La chiusura, in particolare, di bar e ristoranti avrà un impatto negativo sulle vendite e sulle esportazioni di alcuni prodotti che non saranno compensate dall’incremento dei consumi domestici. Lo stop delle attività serali di ristorazione tramite pubblici esercizi ed altri canali (hotel, catering, mense etc.) determinerà inevitabilmente un calo del fatturato di queste attività e conseguentemente un arretramento degli acquisti di prodotti agroalimentari che alimentano tale catena. Questa complessa situazione richiede di intervenire adeguatamente per compensare le mancate vendite da parte dei produttori dell’agroalimentare agli operatori della filiera della ristorazione.

Anche per gli agriturismi la situazione non è certo migliore: si registra infatti una perdita complessiva di fatturato pari al 70% in meno con migliaia di lavoratori a casa.

Effetti crisi su alcuni comparti agroalimentare

Secondo alcuni dati della FIPE, Federazione Italiana Pubblici Esercizi, gli alimenti che compongono in prevalenza la cena fuori casa includono anche per gli umbri notevoli quantità di prodotti ortofrutticoli, della panetteria, olio di oliva ed uova, mentre il vino è presente nella metà dei casi in cui si cena fuori casa e consuma in bar, enoteche ed altri pubblici esercizi, ora costretti ad interrompere in anticipo la somministrazione, con gravi conseguenze sul proprio giro di affari.

Per il comparto vino il provvedimento “riduzione rese” uscito alla vigilia della vendemmie, come spiega il presidente della sezione vino di Confagricoltura Umbria Niccolò Barberani, ha dato risultati davvero poco incoraggianti: “Sono avanzati infatti circa 51,9 milioni di euro. Tale avanzo è dovuto alla evidente inadeguatezza della forma e dell’attuazione del provvedimento. I fondi non utilizzati verranno ridistribuiti per aiuti anche in altri ambiti al di fuori dell’agricoltura, davvero un grande spreco di risorse importanti.
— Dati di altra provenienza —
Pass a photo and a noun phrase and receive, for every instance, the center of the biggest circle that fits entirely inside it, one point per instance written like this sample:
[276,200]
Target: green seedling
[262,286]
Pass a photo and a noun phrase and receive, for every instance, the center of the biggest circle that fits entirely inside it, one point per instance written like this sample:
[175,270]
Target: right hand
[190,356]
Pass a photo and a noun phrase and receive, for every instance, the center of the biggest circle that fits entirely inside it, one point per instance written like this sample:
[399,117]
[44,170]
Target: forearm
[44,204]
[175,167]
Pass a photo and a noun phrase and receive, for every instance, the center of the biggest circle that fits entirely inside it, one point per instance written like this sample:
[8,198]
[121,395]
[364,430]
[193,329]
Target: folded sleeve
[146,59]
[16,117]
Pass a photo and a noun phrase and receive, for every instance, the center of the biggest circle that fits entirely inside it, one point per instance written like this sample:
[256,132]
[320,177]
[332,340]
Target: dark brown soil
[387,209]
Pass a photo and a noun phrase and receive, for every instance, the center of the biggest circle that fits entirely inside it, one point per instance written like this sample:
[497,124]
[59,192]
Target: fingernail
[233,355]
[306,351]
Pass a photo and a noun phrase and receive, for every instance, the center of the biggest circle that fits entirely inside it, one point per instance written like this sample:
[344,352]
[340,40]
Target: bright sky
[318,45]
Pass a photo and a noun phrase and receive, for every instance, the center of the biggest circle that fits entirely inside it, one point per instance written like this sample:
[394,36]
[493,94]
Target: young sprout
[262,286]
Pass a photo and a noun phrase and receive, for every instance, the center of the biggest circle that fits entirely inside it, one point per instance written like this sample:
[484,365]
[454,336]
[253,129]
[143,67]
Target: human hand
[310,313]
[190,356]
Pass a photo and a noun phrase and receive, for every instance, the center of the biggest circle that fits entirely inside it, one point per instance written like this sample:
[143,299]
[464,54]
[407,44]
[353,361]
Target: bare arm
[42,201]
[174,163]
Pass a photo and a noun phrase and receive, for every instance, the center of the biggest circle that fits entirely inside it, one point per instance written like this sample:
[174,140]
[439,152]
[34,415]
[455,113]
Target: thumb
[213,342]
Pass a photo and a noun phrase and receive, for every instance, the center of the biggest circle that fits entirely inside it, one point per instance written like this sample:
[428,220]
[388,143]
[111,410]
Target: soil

Riteniamo che sia una sconfitta per tutto il settore vino italiano”.

Barberani ricorda poi che è in fase di formulazione un nuovo DM in merito agli aiuti sullo stoccaggio dei vini nelle aziende. “Riteniamo possa essere – afferma – una favorevole misura di sostegno alla luce di questa seconda chiusura che porterà un nuovo aumento delle giacenze di vino nelle nostre cantine, ma la lettura delle bozze ministeriali ha evidenziato delle caratteristiche molto negative: somme irrisorie di sostegno; modalità di presentazione domande a tempo che non vanno a privilegiare i meriti delle aziende; vincoli complessi e di difficile attuazione; un chiaro indirizzo a privilegiare aziende di grandi dimensioni, sottolineando che si dà più valore alla quantità che alla qualità dei nostri prodotti”. 

Confagricoltura Umbria ritiene quindi che queste misure di sostegno siano di scarsa utilità per le imprese umbre. “Chiediamo pertanto alla Regione di essere protagonista nel rilancio della vitivinicoltura umbra, con sostegni mirati e concreti ai nostri viticoltori in un momento così delicato e difficile” conclude Barberani.

Per il settore dell’olivicoltura il periodo del primo lockdown di marzo-maggio ha coinciso con la stagione già in fase avanzata, mentre ora invece, anche se in presenza di un parziale lockdown, l’olio è all’inizio della sua stagione e il contraccolpo sarà più forte. A sottolinearlo è il presidente della sezione olivicola di Confagricoltura Umbria Marco Viola: “In Umbria la materia prima quest’anno è di grande qualità anche se la resa è poca. Dal punto di vista della produzione quindi tutto va bene ma i problemi arrivano specialmente per il settore dell’Horeca. Quindi c’è preoccupazione per come risponderà il mercato, con alcune variabili “positive” come l’E-commerce, la Gdo e i privati che possono sopperire la parziale chiusura di ristoranti e altre attività del comparto. Un mercato alternativo che però non copre del tutto la perdita e quindi si auspicano ‘ristori’ che possano venire in aiuto almeno in parte”.